Creeds and Evangelicals

By “evangelicals” I mean Baptists and suchlike denominations right now, not evangelicals in the midst of traditions like Anglicanism.  The Anglican evangelical, in contrast to the Baptist evangelical, will cling to the creeds in one hand and the Bible in another as their theological life-rafts in the torrent of bizarre theology our little branch of Christendom is pouring forth (if we had three hands, some would hold aloft the Prayer Book as well).  I grew up in a church that was not only evangelical but charismatic.  We would proclaim the creed every Sunday in the middle of the liturgy, just before a strong, biblical sermon.

In high school, I came to the realisation that my experience of Christianity was not the norm (nor was my experience of Anglicanism).  I had one Baptist friend who was not only unimpressed with the creeds but was even wary of people who pray the Lord’s Prayer.

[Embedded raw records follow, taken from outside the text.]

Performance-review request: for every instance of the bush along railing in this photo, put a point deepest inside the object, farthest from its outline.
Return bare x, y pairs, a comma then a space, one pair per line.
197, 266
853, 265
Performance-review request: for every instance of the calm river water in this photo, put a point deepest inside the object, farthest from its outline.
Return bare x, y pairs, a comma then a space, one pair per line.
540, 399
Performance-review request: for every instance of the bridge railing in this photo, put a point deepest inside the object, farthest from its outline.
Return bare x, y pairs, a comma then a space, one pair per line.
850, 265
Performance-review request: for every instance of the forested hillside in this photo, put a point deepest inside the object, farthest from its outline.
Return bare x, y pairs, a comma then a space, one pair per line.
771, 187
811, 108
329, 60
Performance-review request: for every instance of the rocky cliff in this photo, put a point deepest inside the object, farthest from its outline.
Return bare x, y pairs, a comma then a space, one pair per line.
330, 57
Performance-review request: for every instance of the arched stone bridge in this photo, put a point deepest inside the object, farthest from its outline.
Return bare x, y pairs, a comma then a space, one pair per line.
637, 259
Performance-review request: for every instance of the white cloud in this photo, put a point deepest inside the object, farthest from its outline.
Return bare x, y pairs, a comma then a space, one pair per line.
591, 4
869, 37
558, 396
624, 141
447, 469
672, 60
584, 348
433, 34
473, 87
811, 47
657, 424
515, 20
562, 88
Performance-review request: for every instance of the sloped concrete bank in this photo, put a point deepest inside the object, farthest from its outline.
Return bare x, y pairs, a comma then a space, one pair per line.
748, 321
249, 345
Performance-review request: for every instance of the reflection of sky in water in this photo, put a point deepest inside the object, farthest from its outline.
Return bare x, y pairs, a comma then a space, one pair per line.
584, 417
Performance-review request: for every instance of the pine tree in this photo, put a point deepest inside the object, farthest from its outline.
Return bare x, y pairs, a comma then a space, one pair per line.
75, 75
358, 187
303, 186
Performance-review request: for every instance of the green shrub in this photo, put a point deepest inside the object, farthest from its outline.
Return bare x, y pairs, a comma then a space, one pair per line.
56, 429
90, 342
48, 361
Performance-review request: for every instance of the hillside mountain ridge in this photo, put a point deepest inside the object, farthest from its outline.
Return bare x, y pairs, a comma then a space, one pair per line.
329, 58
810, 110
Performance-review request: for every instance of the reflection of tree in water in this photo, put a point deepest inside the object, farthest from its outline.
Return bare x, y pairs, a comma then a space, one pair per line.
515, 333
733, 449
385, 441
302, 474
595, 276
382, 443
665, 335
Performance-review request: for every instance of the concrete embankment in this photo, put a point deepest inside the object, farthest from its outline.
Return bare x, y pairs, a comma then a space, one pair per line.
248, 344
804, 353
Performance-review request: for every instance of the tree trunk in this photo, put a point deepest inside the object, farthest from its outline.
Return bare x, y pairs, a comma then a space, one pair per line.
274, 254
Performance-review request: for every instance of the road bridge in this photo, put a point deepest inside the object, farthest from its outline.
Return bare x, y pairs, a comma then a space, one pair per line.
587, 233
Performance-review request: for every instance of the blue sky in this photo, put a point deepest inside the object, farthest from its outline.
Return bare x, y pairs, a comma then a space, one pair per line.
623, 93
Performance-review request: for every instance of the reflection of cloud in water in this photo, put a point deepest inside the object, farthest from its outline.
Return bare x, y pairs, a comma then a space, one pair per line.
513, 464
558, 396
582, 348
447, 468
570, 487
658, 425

I don’t know about any movements of people who shun the Lord’s Prayer, but it turns out that this friend was not alone in this low regard for the creeds.  All sorts of “evangelicals” avoid the creeds and anything that sounds like one.  In Cyprus, one of the members of the Greek Evangelical Church was perusing the information booklet about a local English-speaking Protestant church.  It included the Nicene and Apostles’ Creeds as part of what the church believed.  She informed the pastor that this was not a good thing, and did he know that the Orthodox believe in the creed more than in the Bible?

Since the creeds are a distillation of biblical teaching, I don’t see that as a reasonable option.

If you find yourself in the position of a creed-wary evangelical, I encourage you to read them (they are in the sidebar on the main page).  Do you disagree with these documents?  Are they so bad?  I also encourage you, dear evangelicals who avoid creeds, to check out what the Internet Monk has to say (his post being the inspiration to write this post).